Bank of Japan (BoJ) Board Member Hajime Takata made some comments on the bank’s policy outlook and economic prospects during his speech on Thursday.
Japan's economy recovering moderately although some weak signs seen
Stock, FX markets have seen big volatility but we still see achievement of our inflation target in sight.
We are seeing renewed rises in import prices.
We must be vigilant to chance of renewed wave of price hikes, while taking into account impact of Yen rise in early august.
Hard to pin down precise level of Japan's natural rate of interest.
Japan's current real interest rate is below estimated natural rate of interest, which means monetary conditions remain accommodative.
Fallout from market turbulence in early august remains, so we must scrutinize the impact for time being.
At the time of writing, USD/JPY holds its renewed uptick, still flat on the day at 143.70.
The Bank of Japan (BoJ) is the Japanese central bank, which sets monetary policy in the country. Its mandate is to issue banknotes and carry out currency and monetary control to ensure price stability, which means an inflation target of around 2%.
The Bank of Japan has embarked in an ultra-loose monetary policy since 2013 in order to stimulate the economy and fuel inflation amid a low-inflationary environment.

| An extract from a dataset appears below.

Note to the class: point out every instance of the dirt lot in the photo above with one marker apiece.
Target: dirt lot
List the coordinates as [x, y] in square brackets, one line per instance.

The bank’s policy is based on Quantitative and Qualitative Easing (QQE), or printing notes to buy assets such as government or corporate bonds to provide liquidity. In 2016, the bank doubled down on its strategy and further loosened policy by first introducing negative interest rates and then directly controlling the yield of its 10-year government bonds.
The Bank’s massive stimulus has caused the Yen to depreciate against its main currency peers. This process has exacerbated more recently due to an increasing policy divergence between the Bank of Japan and other main central banks, which have opted to increase interest rates sharply to fight decades-high levels of inflation. The BoJ’s policy of holding down rates has led to a widening differential with other currencies, dragging down the value of the Yen.
A weaker Yen and the spike in global energy prices have led to an increase in Japanese inflation, which has exceeded the BoJ’s 2% target. With wage inflation becoming a cause of concern, the BoJ looks to move away from ultra loose policy, while trying to avoid slowing the activity too much.